The rest is history. Just like me when that V theme kicked in, my eyeballs started to dart around my screen, and my fingers began twitching across my deck.

 

In Conclusion

This post needed a thumbnail, so I jumped on TurboSquid, broke out a VDB pack, fired up Redshift and threw one together. Then what the hell I animated it & primped it up with a little reverb-soaked sound editing. It’s the first “fan-art” I’ve made since I think grade-school. Feels good.

Cyberpunk 2077, like most great games destined to be revered by history, is flawed but utterly sublime. If you’ve been hesitant or on the fence about the game, I hope something I’ve said or referenced here has some chance of moving your needle a little bit in the direction of letting it in.
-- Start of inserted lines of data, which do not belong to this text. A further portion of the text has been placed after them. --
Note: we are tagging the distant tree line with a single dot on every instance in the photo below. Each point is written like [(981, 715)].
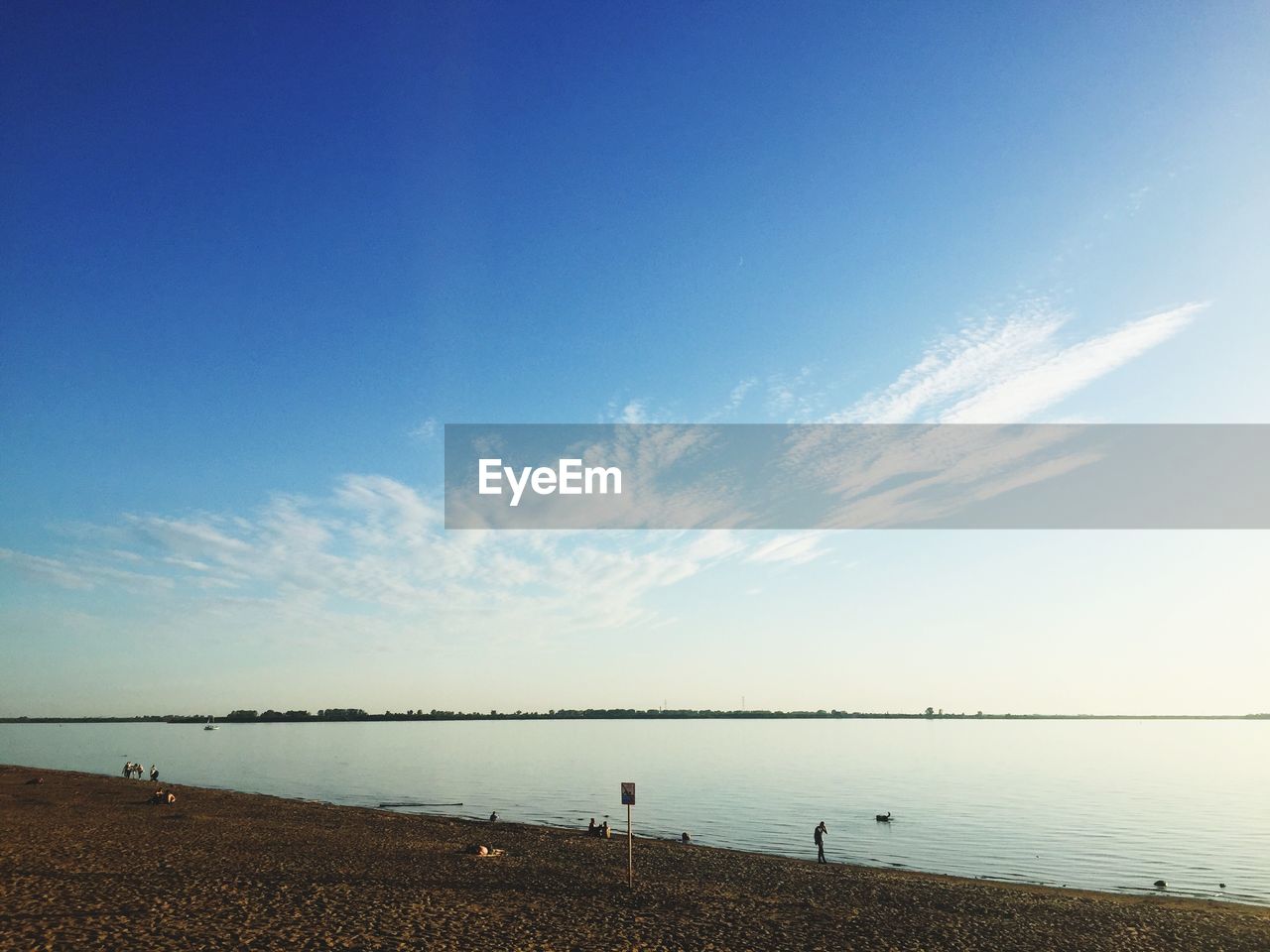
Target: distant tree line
[(607, 714)]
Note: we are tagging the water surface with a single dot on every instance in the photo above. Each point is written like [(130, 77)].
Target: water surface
[(1109, 805)]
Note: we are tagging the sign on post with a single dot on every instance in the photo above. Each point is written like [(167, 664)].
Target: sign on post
[(629, 801)]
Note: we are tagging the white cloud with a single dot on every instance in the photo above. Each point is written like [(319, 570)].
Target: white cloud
[(793, 548), (426, 430), (1003, 371)]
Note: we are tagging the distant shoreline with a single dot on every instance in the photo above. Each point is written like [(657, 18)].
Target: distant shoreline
[(345, 716), (85, 857)]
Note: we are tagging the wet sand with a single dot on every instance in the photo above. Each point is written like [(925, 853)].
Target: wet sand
[(86, 862)]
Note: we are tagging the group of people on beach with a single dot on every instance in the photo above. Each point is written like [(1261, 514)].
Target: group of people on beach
[(131, 769)]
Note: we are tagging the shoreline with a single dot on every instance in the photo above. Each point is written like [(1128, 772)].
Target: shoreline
[(85, 855)]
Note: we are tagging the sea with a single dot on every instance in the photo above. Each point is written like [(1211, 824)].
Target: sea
[(1102, 805)]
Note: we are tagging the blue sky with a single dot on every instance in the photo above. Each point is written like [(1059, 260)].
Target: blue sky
[(255, 257)]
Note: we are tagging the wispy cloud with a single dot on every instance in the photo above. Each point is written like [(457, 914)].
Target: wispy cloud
[(426, 430), (1005, 371)]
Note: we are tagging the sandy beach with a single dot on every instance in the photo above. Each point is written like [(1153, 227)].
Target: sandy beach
[(86, 862)]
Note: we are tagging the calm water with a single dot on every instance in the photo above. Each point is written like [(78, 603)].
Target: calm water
[(1110, 805)]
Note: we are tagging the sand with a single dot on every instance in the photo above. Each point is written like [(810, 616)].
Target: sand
[(86, 862)]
Just a little bit.

( GIF version for spreading the love )

My GIF to you HURR DE HURR

 
 

Appendix: More Viewing, More Detail

Below are a couple of long-form YouTube videos about CDPR’s towering masterpiece from creators whom I think have actually got it right, and have played a role in helping me formulate my thoughts about CP2077. My main goal with this post has been to put a much-needed and deserved, enthusiastically positive rave for Cyberpunk 2077 out in the world without revealing spoilers, so I’ve almost completely avoided details in my praise. If you’re not convinced by my nebulous claims, these two really get into it and do a lot of heavy lifting regarding game specifics.

  • Cyberpunk 2077 - An open minded review from the amazing NeverKnowsBest, who as far as I’ve been able to tell is incapable of creating content that’s anything short of impeccable. My experience matches his: Sure, CP2077 is plenty buggy (but so are Bethesda games), but also virtually crash-free. Did you hear that? CRASH FREE. This review is balanced and extremely thorough.

  • The Complete Cyberpunk 2077 Review and Analysis: Uncovering the Masterpiece from ProbablyJacob. I haven’t watched a bunch of this guy’s other videos, but I think he’s pretty spot-on re: Cyberpunk 2077 in this example. Warning: don’t watch this video if anything I’ve said has already convinced to you give this game a chance. He is absolutely ruthless in relentlessly spoiling literally everything! He’s also forthright about his intentions to do so, so don’t say you weren’t warned.

NeverKnowsBest

ProbablyJacob

Incidentally, these are both great insomnia listening, as is just about anything by NeverKnowsBest. Lest that sound like a back-handed compliment, it is not. Anything short of “Really Good” makes me seethingly wakeful. Also no lie, just really great pipes on that guy.

NNB almost has me convinced to go back in time and play the patched version of Vampire: The Masquerade - Bloodlines, a game which, when I hear about it now, I can’t believe I passed on back in the day. I probably just couldn’t get past some of the thirsty npc models.

UPDATE: BTW, I did end up playing VTM - Bloodlines a few months later via Good Old Games and I freaking loved it.

UPDATE:

Why Cyberpunk 2077 Will Never Fade Away by Mad Italian is a more recent video about the merits of CP2077. Also pretty spoileriffic, this video is, like me, unabashed in its unflagging love and admiration for the game. Though not as polished and exhaustive as the NeverKnowsBest video, Mad Italian’s blazing passion shines through here, and he makes his points well.

I love seeing more videos like this being released as time goes by, because I believe Cyberpunk 2077 will ultimately have a well-deserved redemption arc, much like John Carpenter’s The Thing: “How could everyone have been such complete fools from the very beginning?” I’m certain history will be extremely kind to Cyberpunk 2077, and in the long run it will be remembered as a high point in narrative achievement which few games have ever equaled: It’s nice to be able to watch it happening in real time.